The Vikings did look to attack their weakness in the draft in getting N.C. State C Garrett Bradbury 18th overall, who many analysts consider to be one of the better Center prospects to enter the draft in quite some time. Center is a mental position, however, and though he will likely start game one, it may take some time for him to reach his full potential on this reshuffled and retooled Offensive line.
In the second round, Minnesota grabbed Alabama TE Irv Smith, 50th overall, a 6’ 2’’ 240- pounder, who ran a 4.63 at the combine.
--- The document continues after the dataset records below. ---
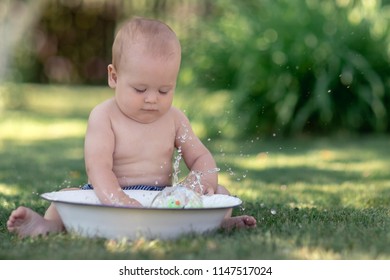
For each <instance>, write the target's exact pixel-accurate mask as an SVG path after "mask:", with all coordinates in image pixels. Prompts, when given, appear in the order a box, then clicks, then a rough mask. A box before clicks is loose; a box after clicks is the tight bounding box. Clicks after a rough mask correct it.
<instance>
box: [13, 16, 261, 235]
mask: <svg viewBox="0 0 390 280" xmlns="http://www.w3.org/2000/svg"><path fill="white" fill-rule="evenodd" d="M180 61H181V47H180V42H179V40H178V38H177V37H176V34H175V33H174V32H173V31H172V30H171V28H170V27H168V26H167V25H166V24H164V23H162V22H159V21H156V20H149V19H143V18H134V19H132V20H130V21H128V22H126V23H125V24H124V25H122V27H121V29H120V30H119V32H118V33H117V35H116V37H115V41H114V44H113V47H112V64H110V65H109V66H108V84H109V86H110V87H111V88H112V89H114V90H115V95H114V97H113V98H111V99H109V100H106V101H104V102H103V103H101V104H99V105H97V106H96V107H95V108H94V109H93V110H92V112H91V114H90V117H89V120H88V128H87V132H86V136H85V149H84V150H85V165H86V171H87V175H88V180H89V184H87V185H85V186H83V187H82V189H94V191H95V193H96V195H97V197H98V198H99V200H100V201H101V203H103V204H106V205H121V206H127V207H142V205H141V204H140V203H139V202H138V201H137V200H135V199H133V198H131V197H129V196H128V195H126V194H125V193H124V191H123V190H124V189H140V188H141V189H145V190H157V191H159V190H163V189H164V187H166V186H170V185H172V171H173V170H172V159H173V155H174V151H175V149H180V151H181V156H182V158H183V160H184V162H185V164H186V166H187V167H188V169H189V170H190V171H194V172H198V173H199V172H201V173H202V174H203V175H202V178H201V183H202V190H203V193H204V194H209V195H212V194H229V192H228V191H227V189H226V188H224V187H223V186H221V185H218V174H217V173H216V172H208V171H210V170H216V163H215V161H214V159H213V157H212V155H211V153H210V152H209V150H208V149H207V148H206V147H205V146H204V145H203V144H202V142H201V141H200V140H199V138H198V137H197V136H196V135H195V134H194V132H193V130H192V128H191V125H190V122H189V120H188V119H187V117H186V116H185V115H184V114H183V113H182V112H181V111H180V110H179V109H177V108H175V107H173V106H172V101H173V96H174V92H175V87H176V80H177V76H178V73H179V68H180ZM80 191H82V190H80ZM221 226H222V227H223V228H226V229H231V228H252V227H255V226H256V220H255V218H254V217H251V216H236V217H232V216H231V213H229V214H228V215H227V216H226V217H225V219H224V221H223V223H222V225H221ZM7 227H8V230H9V231H10V232H15V233H17V234H18V235H19V236H21V237H24V236H35V235H40V234H46V233H49V232H60V231H64V230H65V228H64V225H63V223H62V221H61V218H60V216H59V214H58V212H57V211H56V209H55V207H54V205H53V204H52V205H50V206H49V208H48V209H47V211H46V213H45V215H44V217H42V216H41V215H39V214H38V213H36V212H35V211H33V210H31V209H29V208H26V207H23V206H20V207H18V208H17V209H16V210H14V211H13V212H12V213H11V215H10V217H9V220H8V222H7Z"/></svg>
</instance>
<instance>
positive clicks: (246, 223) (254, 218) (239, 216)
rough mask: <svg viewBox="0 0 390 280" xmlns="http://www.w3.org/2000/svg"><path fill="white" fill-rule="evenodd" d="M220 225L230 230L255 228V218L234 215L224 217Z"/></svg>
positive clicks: (245, 215) (244, 216)
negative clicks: (233, 229) (228, 217)
mask: <svg viewBox="0 0 390 280" xmlns="http://www.w3.org/2000/svg"><path fill="white" fill-rule="evenodd" d="M221 227H222V228H223V229H226V230H232V229H234V228H237V229H241V228H255V227H256V219H255V218H254V217H252V216H246V215H244V216H236V217H230V218H225V219H224V220H223V222H222V225H221Z"/></svg>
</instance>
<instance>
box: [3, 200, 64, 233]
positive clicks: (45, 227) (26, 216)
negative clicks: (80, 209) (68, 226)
mask: <svg viewBox="0 0 390 280" xmlns="http://www.w3.org/2000/svg"><path fill="white" fill-rule="evenodd" d="M53 208H54V206H53V205H51V206H50V207H49V208H48V210H47V212H46V213H50V212H54V211H55V212H56V210H55V208H54V209H53ZM50 216H55V215H53V214H50ZM45 217H46V215H45ZM45 217H42V216H41V215H40V214H38V213H37V212H35V211H34V210H32V209H30V208H27V207H24V206H19V207H18V208H17V209H15V210H14V211H12V213H11V215H10V216H9V218H8V221H7V228H8V231H9V232H14V233H17V234H18V236H19V237H26V236H37V235H45V234H47V233H49V232H60V231H63V230H64V227H63V224H62V221H61V219H59V218H57V219H47V218H45Z"/></svg>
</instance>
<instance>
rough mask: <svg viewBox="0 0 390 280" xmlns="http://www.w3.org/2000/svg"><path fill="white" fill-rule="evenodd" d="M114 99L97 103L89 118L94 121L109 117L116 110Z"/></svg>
mask: <svg viewBox="0 0 390 280" xmlns="http://www.w3.org/2000/svg"><path fill="white" fill-rule="evenodd" d="M113 102H114V99H113V98H111V99H108V100H106V101H103V102H102V103H100V104H98V105H96V106H95V107H94V108H93V109H92V110H91V112H90V114H89V120H90V121H93V120H95V119H101V118H108V117H109V115H111V114H112V112H113V110H114V104H113Z"/></svg>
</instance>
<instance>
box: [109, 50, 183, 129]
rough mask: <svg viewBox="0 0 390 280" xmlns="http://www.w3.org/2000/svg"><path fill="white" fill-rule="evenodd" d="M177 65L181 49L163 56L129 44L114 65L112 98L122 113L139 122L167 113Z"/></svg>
mask: <svg viewBox="0 0 390 280" xmlns="http://www.w3.org/2000/svg"><path fill="white" fill-rule="evenodd" d="M179 67H180V52H177V53H175V54H172V55H171V56H169V57H166V56H163V57H162V56H157V55H152V54H147V53H146V52H145V51H144V49H143V48H142V45H141V44H140V45H135V46H132V47H131V48H130V50H129V51H128V52H127V53H126V54H124V55H123V56H122V60H121V62H120V64H119V66H118V69H114V71H115V72H116V83H115V86H114V87H115V98H116V101H117V103H118V106H119V108H120V110H121V111H122V113H124V114H125V115H126V116H127V117H129V118H131V119H133V120H135V121H137V122H140V123H152V122H154V121H156V120H157V119H159V118H160V117H161V116H162V115H164V114H165V113H167V112H168V110H169V109H170V108H171V106H172V101H173V94H174V92H175V88H176V79H177V75H178V72H179ZM110 85H111V84H110ZM111 87H113V86H111Z"/></svg>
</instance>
With Kyle Rudolph still on the roster, Smith could prove a valuable weapon in allow this Offense to utilize more two Tight End sets and create mismatch nightmares with such an athletic body on linebackers.
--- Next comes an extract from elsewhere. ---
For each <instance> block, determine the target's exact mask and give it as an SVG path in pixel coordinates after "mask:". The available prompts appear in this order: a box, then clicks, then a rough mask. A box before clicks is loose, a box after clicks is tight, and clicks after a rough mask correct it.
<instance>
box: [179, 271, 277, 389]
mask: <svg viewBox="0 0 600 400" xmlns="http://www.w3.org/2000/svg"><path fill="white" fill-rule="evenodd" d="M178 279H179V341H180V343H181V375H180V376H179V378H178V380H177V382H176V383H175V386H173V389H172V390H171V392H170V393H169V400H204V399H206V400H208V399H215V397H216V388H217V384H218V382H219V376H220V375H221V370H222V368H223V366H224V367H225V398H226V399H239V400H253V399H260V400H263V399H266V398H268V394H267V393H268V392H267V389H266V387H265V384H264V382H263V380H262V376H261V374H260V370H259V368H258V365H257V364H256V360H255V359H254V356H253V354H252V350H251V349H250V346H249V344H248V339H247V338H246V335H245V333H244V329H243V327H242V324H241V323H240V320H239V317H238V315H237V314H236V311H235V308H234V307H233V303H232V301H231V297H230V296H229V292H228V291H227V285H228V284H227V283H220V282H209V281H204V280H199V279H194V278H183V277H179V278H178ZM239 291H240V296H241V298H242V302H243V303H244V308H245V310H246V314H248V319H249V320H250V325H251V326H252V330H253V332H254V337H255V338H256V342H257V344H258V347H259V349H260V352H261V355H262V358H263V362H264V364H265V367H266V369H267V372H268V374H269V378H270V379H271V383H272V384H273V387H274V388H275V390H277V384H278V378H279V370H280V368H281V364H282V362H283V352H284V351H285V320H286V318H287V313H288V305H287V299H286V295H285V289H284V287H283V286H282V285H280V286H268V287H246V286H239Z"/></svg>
Boise State RB Alexander Mattison was drafted in the 3rd round to replace Latavius Murray, and as a durable power back, he should be able to do just that, offering some depth behind injury-prone Dalvin Cook while also serving as a powerful compliment to Cook – between the tackles.
They went Guard in the 4th round with Oklahoma’s Dru Samia and waited until round six to draft some depth in the now depleted secondary.
Overall, the Vikings filled some holes, but also, left some gaping – particularly in that secondary.
One would hope that Cousins, and this Offense, would improve in year two; but I’m not sure there is any reason to believe that’s its positive progression is a certainty.
With the firing of DeFillipo comes a break in the continuity that these two would’ve had working together, and now Cousins will be left with a new OC, who has zero experience and an Offensive Advisor, in Gary Kubiak, who could add his own wrinkles into the system – further elongating the learning curve.
The Offensive line that struggled to generate any consistency in the run game has been dismantled; but youth and new faces means more time to create cohesion on the line. It could improve, but may take some time.
Finally, little was done in the offseason in terms of adding quality weapons to the Offense, and unless Mattison comes in and greatly surpasses expectation, it could be more of the same in Minnesota.
The Defense has been great since Zimmer took over in 2014; and while it was once again a top five unit in 2018, the losses Iloka, Sendejo, and Sherels in the secondary, as well as DT Sheldon Richardson (Above Average, PFF) up front, could sting a bit collectively.
Especially considering that little was done in the offseason to compensate for these losses, with the first defensive draft pick coming in the 5th round, and only one acquisition outside of the draft, DT Shemar Stephen joining the roster.
Notes & Nuggets
The Vikings are expected to be favored in 10 games this year, but in five of these games, they are projected to be a field goal favorite or less.
They will play in three primetime games this year, with two Monday Night Football games followed by home games on the short weeks, and the Thursday Night Game at home.
In considering what the Vikings were last year, and what transpired over the offseason, I don’t see how you bet on this being a double-digit win team. Yes, the schedule is a bit weak, but they’ll still get Chicago and Green Bay twice, and have four brutal games on the road outside of the division: @ KC, @ DAL, @ SEA on MNF and @ LAC.
I have no confidence in the notion that this Offense will improve from last year’s version, and key losses on defense may even weaken the strength of this team. Cousins and Co. still have a lot to prove, and I’m not sure letting go of DeFillipo will all of a sudden cure this offense’s ills.